Der Großteil des Krankenhauspersonals ist mit Aggressionen konfrontiert.
Der Großteil des Krankenhauspersonals ist mit Aggressionen konfrontiert. ©APA
Die Arbeit im Spital kommt meist nicht mit Dank einher: 85 Prozent der Mitarbeiter wurden bereits beschimpft, viele berichteten auch von körperlichen Attacken.

Gewalt und Aggressionen sind im Spital eine nicht seltene Begleiterscheinung: 85,4 Prozent der Mitarbeiterinnen und Mitarbeiter im Wiener Krankenanstaltenverbund (KAV) haben in ihrem Berufsleben bereits Gewalterfahrungen gemacht. Der Bogen reicht von Beschimpfungen bis zu körperlichen Angriffen. Das geht aus einer Umfrage hervor, die im Sommer in den KAV-Häusern durchgeführt wurde.
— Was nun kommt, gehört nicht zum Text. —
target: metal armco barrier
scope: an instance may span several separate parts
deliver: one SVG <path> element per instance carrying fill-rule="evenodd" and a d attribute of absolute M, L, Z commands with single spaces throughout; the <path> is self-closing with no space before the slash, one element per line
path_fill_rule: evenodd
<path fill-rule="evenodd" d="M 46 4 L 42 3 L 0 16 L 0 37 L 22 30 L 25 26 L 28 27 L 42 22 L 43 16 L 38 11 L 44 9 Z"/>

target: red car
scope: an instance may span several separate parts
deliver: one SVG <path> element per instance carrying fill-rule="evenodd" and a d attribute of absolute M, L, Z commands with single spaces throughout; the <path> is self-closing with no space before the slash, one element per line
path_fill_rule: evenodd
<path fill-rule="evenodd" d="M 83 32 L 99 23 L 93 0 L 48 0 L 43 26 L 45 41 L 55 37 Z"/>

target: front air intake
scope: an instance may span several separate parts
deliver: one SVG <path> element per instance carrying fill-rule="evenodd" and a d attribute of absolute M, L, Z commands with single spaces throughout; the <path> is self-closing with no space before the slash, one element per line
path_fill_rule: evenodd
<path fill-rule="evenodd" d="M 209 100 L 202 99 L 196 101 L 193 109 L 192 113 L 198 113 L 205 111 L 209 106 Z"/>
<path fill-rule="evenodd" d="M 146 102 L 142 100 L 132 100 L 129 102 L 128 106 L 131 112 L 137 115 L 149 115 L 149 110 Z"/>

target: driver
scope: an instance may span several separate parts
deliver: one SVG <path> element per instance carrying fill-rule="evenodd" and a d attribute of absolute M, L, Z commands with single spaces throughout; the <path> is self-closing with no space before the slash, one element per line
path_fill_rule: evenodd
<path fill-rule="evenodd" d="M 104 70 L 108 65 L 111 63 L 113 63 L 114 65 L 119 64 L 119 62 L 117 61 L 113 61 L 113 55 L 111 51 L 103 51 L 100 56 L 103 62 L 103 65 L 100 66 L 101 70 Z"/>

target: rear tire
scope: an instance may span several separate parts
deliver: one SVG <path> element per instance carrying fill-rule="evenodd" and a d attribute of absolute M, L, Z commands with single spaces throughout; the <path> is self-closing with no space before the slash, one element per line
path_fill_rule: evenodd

Anlass für die Befragung war ein besonders extremer Fall im Kaiser-Franz-Josef-Spital. Dort wurde im Juli ein Kardiologe niedergestochen. Nach diesem Vorfall wurden rund 30.000 Personen befragt, wobei nicht nur Ärzte oder Pfleger an der Studie teilnehmen konnten, sondern auch Bereiche wie die Technik umfasst waren. Rund ein Viertel der Mitarbeiter haben sich letztendlich daran beteiligt. Finanziert wurde die Umfrage von der KAV-Personalvertretung. Mit der Durchführung wurde die Fachhochschule Bern beauftragt.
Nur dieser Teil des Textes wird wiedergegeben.